If you have a single sample, just use `input.unsqueeze(0)` to add a fake batch dimension.

In [16]:
single_input = torch.randn(1, 32, 32)

In [17]:
single_input.shape

torch.Size([1, 32, 32])

In [18]:
single_input.unsqueeze(0).shape

torch.Size([1, 1, 32, 32])

In [19]:
net(single_input.unsqueeze(0))

tensor([[-0.0209,  0.1042, -0.1215,  0.0354, -0.0676, -0.0959, -0.0522,  0.0996,
         -0.0114, -0.0009]], grad_fn=<AddmmBackward>)

### Calling backward

In [20]:
net.zero_grad()

In [21]:
out.backward(torch.randn(1, 10))

## Loss function

In [22]:
# Get a dummy target, for example
target = torch.randn(10)

In [23]:
target

tensor([ 0.5903,  0.6047,  0.7664,  0.5518, -0.3725,  1.2649, -0.6915, -1.5780,
         0.0733,  0.2612])

In [24]:
target.shape

torch.Size([10])

In [25]:
# make it the same shape as output
target = target.view(1, -1) 

In [26]:
target

tensor([[ 0.5903,  0.6047,  0.7664,  0.5518, -0.3725,  1.2649, -0.6915, -1.5780,
          0.0733,  0.2612]])

In [27]:
target.shape

torch.Size([1, 10])

Official doc for [`Tensor.view`](https://pytorch.org/docs/stable/tensors.html#torch.Tensor.view)

In [28]:
# Get an output by forward propogation
output = net(input)

In [29]:
output

tensor([[-0.0270,  0.1041, -0.1182,  0.0681, -0.0702, -0.0923, -0.0845,  0.1088,
         -0.0210,  0.0042]], grad_fn=<AddmmBackward>)

In [30]:
criterion = nn.MSELoss()

### Note: 

A full list of loss functions in pytorch can be found [here](https://pytorch.org/docs/stable/nn.html#loss-functions).

In [31]:
loss = criterion(output, target)
print(loss)

tensor(0.6870, grad_fn=<MseLossBackward>)


In [32]:
print(loss.grad_fn)  # MSELoss
print(loss.grad_fn.next_functions[0][0])  # Linear
print(loss.grad_fn.next_functions[0][0].next_functions[0][0])  # ReLU

print(loss.grad_fn.next_functions[0][0].next_functions[1][0]) 
print(loss.grad_fn.next_functions[0][0].next_functions[2][0])  

<MseLossBackward object at 0x7f2ace1db9e8>
<AddmmBackward object at 0x7f2ace1dba20>
<AccumulateGrad object at 0x7f2ace1db9e8>
<ReluBackward0 object at 0x7f2ace1dba90>
<TBackward object at 0x7f2ace1dba58>


In [33]:
print(loss.grad_fn.next_functions[0][0].next_functions[1][0].next_functions)

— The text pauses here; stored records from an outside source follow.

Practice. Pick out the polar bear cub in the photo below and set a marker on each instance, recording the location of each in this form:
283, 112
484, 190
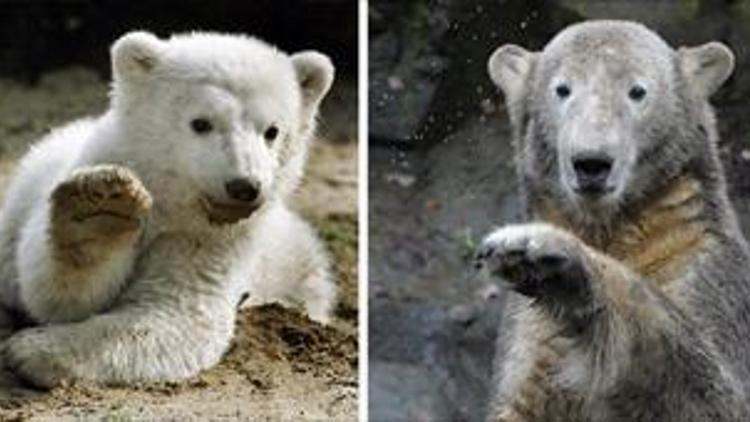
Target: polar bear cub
128, 240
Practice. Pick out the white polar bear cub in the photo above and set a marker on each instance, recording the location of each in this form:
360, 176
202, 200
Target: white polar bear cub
128, 240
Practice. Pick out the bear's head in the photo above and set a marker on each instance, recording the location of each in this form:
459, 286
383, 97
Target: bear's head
608, 112
229, 115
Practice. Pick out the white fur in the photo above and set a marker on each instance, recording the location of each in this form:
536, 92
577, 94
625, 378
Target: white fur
164, 307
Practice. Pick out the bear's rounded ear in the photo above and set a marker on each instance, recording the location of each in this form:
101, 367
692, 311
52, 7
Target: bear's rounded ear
706, 67
510, 67
315, 76
136, 54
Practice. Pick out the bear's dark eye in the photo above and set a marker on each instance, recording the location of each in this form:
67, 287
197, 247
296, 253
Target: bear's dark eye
271, 133
201, 126
637, 93
562, 91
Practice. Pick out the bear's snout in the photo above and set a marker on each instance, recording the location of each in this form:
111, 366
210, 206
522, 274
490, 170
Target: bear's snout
592, 171
243, 189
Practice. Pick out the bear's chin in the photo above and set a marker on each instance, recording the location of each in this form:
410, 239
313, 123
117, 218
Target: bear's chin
225, 212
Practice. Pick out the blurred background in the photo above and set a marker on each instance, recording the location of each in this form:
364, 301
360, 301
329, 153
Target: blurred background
441, 176
55, 67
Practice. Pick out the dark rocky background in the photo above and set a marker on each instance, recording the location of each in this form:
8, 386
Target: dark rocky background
441, 176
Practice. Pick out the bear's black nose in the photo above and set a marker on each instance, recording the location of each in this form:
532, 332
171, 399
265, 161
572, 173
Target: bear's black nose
592, 171
241, 189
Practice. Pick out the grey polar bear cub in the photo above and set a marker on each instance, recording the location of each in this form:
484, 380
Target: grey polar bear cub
632, 273
128, 240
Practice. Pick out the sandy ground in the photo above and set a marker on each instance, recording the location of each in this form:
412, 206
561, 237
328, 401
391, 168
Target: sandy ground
281, 366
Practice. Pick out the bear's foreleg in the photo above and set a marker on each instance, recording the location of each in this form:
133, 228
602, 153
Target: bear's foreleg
619, 344
75, 254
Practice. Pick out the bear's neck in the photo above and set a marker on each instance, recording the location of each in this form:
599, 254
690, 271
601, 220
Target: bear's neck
654, 238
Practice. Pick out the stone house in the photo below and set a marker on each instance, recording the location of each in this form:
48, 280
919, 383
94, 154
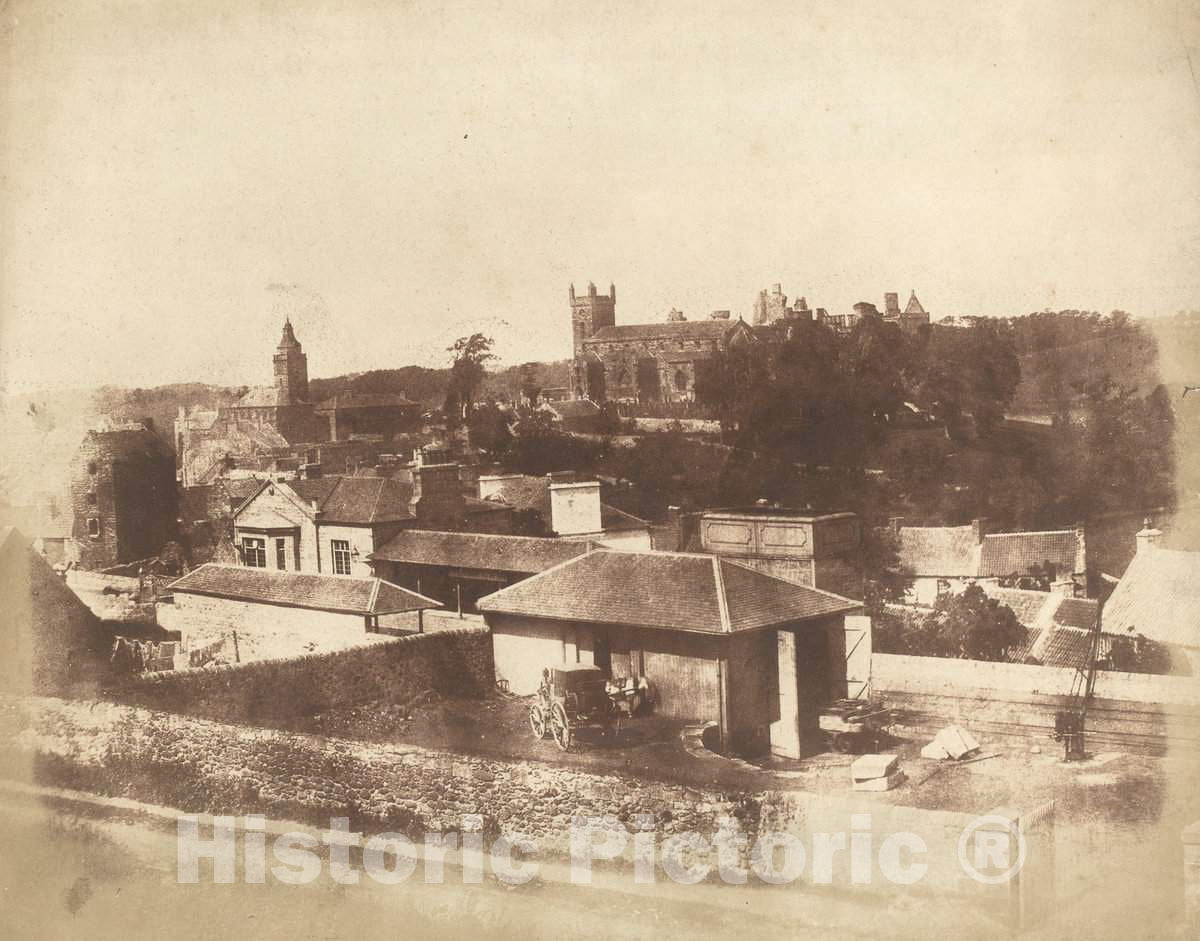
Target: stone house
718, 640
123, 496
1158, 597
333, 525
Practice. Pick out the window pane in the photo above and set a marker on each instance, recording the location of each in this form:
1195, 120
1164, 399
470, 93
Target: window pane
341, 552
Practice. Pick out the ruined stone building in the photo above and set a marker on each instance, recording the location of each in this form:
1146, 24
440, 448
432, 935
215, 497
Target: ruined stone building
661, 361
123, 493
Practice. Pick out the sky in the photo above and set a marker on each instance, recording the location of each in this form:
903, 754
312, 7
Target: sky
177, 178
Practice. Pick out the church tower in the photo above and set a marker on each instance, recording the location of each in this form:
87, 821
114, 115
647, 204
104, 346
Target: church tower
291, 369
589, 313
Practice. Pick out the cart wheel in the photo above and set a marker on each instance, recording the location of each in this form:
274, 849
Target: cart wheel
559, 727
537, 721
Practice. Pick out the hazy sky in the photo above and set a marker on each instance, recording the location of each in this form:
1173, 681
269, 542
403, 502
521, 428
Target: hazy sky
179, 175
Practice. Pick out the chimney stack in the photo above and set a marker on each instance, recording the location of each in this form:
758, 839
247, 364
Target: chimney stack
1149, 537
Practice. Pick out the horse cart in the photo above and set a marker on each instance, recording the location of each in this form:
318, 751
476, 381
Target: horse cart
855, 726
573, 696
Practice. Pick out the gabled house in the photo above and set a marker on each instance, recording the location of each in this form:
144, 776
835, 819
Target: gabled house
1158, 598
331, 525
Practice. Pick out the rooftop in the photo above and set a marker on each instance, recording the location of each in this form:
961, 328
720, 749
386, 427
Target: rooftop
336, 593
1158, 597
517, 553
672, 591
1018, 553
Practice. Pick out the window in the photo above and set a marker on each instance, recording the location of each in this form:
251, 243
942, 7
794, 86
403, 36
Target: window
253, 552
341, 549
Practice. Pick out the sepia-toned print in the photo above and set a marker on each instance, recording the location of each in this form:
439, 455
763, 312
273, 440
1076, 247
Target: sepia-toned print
369, 569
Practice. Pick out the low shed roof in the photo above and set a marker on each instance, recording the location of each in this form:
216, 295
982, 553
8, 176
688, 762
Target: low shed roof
340, 593
515, 553
673, 591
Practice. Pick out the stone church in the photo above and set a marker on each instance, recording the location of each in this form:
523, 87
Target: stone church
642, 363
659, 363
276, 421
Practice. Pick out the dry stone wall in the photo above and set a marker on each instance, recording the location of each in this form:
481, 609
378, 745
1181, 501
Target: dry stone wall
455, 663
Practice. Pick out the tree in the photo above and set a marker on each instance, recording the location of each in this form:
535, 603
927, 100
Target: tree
471, 355
487, 429
971, 627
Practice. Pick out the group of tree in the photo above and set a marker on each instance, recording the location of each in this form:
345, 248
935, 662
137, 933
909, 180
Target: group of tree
969, 625
823, 397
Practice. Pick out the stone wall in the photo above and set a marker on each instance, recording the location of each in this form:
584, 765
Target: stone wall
451, 661
199, 766
1135, 712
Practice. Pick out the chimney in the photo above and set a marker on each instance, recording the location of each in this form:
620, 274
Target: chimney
575, 508
1149, 537
1066, 587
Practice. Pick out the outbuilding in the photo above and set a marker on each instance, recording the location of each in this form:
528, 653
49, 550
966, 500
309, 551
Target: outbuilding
238, 598
718, 640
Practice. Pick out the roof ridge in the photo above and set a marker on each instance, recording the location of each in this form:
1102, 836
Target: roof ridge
723, 603
375, 509
787, 581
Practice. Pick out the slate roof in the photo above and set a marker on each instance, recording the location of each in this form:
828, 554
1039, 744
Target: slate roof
671, 591
336, 593
360, 501
939, 551
1158, 597
667, 329
519, 553
1008, 553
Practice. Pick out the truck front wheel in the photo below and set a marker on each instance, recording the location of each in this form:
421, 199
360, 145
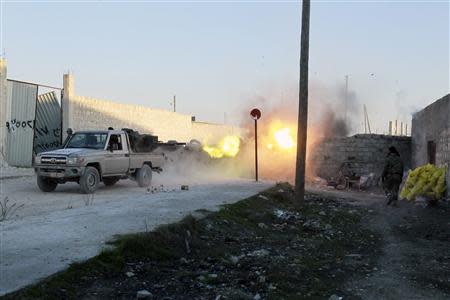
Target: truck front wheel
144, 176
109, 181
89, 180
46, 184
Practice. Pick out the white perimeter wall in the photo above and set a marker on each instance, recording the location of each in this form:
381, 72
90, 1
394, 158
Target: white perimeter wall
87, 113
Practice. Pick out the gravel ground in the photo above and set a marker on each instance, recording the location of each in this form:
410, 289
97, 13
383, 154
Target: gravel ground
52, 230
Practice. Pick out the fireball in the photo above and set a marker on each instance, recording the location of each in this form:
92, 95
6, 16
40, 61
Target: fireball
284, 138
279, 136
227, 147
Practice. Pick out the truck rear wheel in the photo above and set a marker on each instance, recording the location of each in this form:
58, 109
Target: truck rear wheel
89, 180
144, 176
109, 181
46, 184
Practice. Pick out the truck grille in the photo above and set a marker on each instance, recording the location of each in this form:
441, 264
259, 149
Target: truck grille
53, 160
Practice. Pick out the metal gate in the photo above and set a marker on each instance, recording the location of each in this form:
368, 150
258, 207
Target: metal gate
47, 129
21, 108
33, 122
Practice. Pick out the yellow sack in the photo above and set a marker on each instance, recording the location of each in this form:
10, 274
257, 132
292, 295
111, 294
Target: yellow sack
427, 181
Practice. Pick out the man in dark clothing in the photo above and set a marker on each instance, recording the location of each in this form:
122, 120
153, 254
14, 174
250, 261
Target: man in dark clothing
392, 175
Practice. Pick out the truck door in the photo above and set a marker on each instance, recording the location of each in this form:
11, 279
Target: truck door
117, 160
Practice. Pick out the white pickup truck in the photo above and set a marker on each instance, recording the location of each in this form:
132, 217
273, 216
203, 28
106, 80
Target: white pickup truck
91, 157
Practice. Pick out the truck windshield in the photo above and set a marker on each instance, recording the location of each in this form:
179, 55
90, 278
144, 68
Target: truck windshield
87, 140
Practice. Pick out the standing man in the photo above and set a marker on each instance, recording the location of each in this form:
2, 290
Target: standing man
392, 175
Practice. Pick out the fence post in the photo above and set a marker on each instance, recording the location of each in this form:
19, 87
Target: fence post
67, 104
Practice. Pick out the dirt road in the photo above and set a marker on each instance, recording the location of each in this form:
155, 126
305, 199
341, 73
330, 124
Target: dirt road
415, 263
53, 230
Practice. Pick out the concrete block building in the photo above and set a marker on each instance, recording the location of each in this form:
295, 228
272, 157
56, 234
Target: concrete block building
431, 135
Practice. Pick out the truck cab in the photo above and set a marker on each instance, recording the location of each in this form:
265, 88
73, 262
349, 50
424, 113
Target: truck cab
91, 157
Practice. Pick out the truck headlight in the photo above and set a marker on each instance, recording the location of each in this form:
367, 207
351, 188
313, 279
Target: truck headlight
74, 160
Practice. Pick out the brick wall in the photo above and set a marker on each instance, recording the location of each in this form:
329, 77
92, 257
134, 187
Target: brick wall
364, 153
87, 113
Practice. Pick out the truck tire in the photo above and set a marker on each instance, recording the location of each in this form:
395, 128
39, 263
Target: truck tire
144, 176
110, 181
89, 180
46, 184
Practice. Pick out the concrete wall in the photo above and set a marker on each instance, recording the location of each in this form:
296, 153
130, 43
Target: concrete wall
365, 153
84, 113
432, 124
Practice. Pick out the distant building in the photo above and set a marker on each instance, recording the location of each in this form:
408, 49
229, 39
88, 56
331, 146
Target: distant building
431, 135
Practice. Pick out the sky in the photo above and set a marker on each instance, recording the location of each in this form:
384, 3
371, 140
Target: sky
218, 57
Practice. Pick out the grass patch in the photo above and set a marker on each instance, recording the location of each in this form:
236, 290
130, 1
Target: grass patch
267, 244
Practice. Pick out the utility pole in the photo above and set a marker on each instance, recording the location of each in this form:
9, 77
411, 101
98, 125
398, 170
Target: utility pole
302, 105
174, 103
346, 99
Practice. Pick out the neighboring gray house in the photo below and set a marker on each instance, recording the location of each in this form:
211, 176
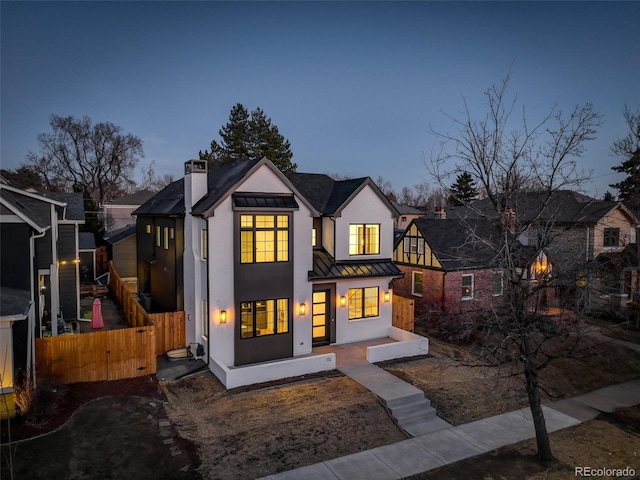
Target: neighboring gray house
118, 213
39, 262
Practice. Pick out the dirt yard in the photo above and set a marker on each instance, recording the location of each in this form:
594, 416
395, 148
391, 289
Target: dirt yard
255, 433
268, 429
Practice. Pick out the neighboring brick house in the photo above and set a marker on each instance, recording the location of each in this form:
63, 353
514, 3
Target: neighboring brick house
447, 270
587, 240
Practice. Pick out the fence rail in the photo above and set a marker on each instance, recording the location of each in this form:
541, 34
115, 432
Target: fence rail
113, 354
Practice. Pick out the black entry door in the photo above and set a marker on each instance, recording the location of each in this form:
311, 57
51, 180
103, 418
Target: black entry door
320, 314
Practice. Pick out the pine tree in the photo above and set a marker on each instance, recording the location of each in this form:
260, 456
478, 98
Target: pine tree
463, 190
250, 136
628, 147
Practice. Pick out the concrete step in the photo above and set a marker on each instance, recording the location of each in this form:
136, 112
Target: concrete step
416, 410
424, 427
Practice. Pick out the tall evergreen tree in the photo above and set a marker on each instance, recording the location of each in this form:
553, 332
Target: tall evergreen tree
628, 148
463, 190
250, 136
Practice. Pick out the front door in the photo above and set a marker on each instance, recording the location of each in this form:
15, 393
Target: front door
320, 314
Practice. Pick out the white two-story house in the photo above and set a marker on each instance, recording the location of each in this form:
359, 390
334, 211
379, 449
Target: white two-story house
277, 264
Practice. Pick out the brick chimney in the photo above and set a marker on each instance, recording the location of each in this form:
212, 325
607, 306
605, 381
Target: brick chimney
195, 182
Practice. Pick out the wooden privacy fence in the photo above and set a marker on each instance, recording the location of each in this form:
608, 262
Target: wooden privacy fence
97, 356
402, 311
113, 354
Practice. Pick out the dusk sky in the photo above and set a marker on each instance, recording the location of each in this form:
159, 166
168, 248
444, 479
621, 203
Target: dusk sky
356, 87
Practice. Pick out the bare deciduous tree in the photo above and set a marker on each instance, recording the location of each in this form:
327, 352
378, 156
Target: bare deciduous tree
80, 156
508, 156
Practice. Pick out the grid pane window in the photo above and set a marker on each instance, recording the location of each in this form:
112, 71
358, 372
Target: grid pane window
264, 238
363, 302
264, 317
364, 239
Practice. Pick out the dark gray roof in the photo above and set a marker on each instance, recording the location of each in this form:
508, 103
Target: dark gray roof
17, 205
14, 302
221, 178
86, 241
74, 201
324, 267
137, 198
121, 233
168, 201
562, 207
323, 192
460, 244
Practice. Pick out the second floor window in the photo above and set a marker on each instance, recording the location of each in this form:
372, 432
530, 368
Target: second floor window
467, 287
264, 238
364, 239
611, 237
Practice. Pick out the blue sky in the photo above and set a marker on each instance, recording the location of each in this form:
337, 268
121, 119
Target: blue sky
356, 87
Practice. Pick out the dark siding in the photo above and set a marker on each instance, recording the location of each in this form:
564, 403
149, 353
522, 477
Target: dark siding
15, 255
263, 281
67, 270
124, 257
44, 254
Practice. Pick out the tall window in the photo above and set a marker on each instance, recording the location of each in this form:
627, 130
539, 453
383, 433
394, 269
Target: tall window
205, 318
416, 283
497, 284
467, 287
264, 317
264, 238
363, 302
364, 239
204, 244
611, 237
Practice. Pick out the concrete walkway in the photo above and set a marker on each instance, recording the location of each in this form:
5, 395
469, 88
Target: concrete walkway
448, 444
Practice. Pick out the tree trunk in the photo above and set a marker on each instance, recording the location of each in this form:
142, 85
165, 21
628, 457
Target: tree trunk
533, 391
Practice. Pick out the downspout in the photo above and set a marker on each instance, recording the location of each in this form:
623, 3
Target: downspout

((<AddmmBackward object at 0x7f2ace1d8e80>, 0),)


## Back Propogation

In [34]:
net.zero_grad()     # zeroes the gradient buffers of all parameters

print('conv1.bias.grad before backward')
print(net.conv1.bias.grad)

loss.backward()

print('conv1.bias.grad after backward')
print(net.conv1.bias.grad)

conv1.bias.grad before backward
tensor([0., 0., 0., 0., 0., 0.])
conv1.bias.grad after backward
tensor([ 0.0019,  0.0030,  0.0087,  0.0046, -0.0154, -0.0070])


In [35]:
net.conv2.weight.shape

torch.Size([16, 6, 3, 3])

In [36]:
net.conv2.weight.grad.shape

torch.Size([16, 6, 3, 3])

In [37]:
net.conv2.bias.shape

torch.Size([16])

## Update the weights

In [38]:
import torch.optim as optim

In [39]:
# create your optimizer
optimizer = optim.SGD(net.parameters(), lr=10)

Check full optim list ([here](https://pytorch.org/docs/stable/optim.html)).

In [40]:
# in your training loop:
optimizer.zero_grad()   # zero the gradient buffers
output = net(input)
loss = criterion(output, target)

In [41]:
net.conv1.bias

Parameter containing:
tensor([ 0.1756,  0.0457,  0.0422,  0.1254, -0.1126,  0.0537],
       requires_grad=True)

In [42]:
net.conv1.bias.grad

tensor([0., 0., 0., 0., 0., 0.])

### Perform back propogation

In [43]:
loss.backward()

In [44]:
net.conv1.bias

Parameter containing:
tensor([ 0.1756,  0.0457,  0.0422,  0.1254, -0.1126,  0.0537],
       requires_grad=True)

In [45]:
net.conv1.bias.grad

tensor([ 0.0019,  0.0030,  0.0087,  0.0046, -0.0154, -0.0070])

The paramters are the same but the gradients are updated.

### Update the paramters

In [46]:
optimizer.step()    # Does the update

In [47]:
net.conv1.bias

Parameter containing:
tensor([ 0.1570,  0.0157, -0.0448,  0.0790,  0.0409,  0.1240],
       requires_grad=True)

In [48]:
net.conv1.bias.grad

tensor([ 0.0019,  0.0030,  0.0087,  0.0046, -0.0154, -0.0070])

The parameters are updated and the gradients stay the same.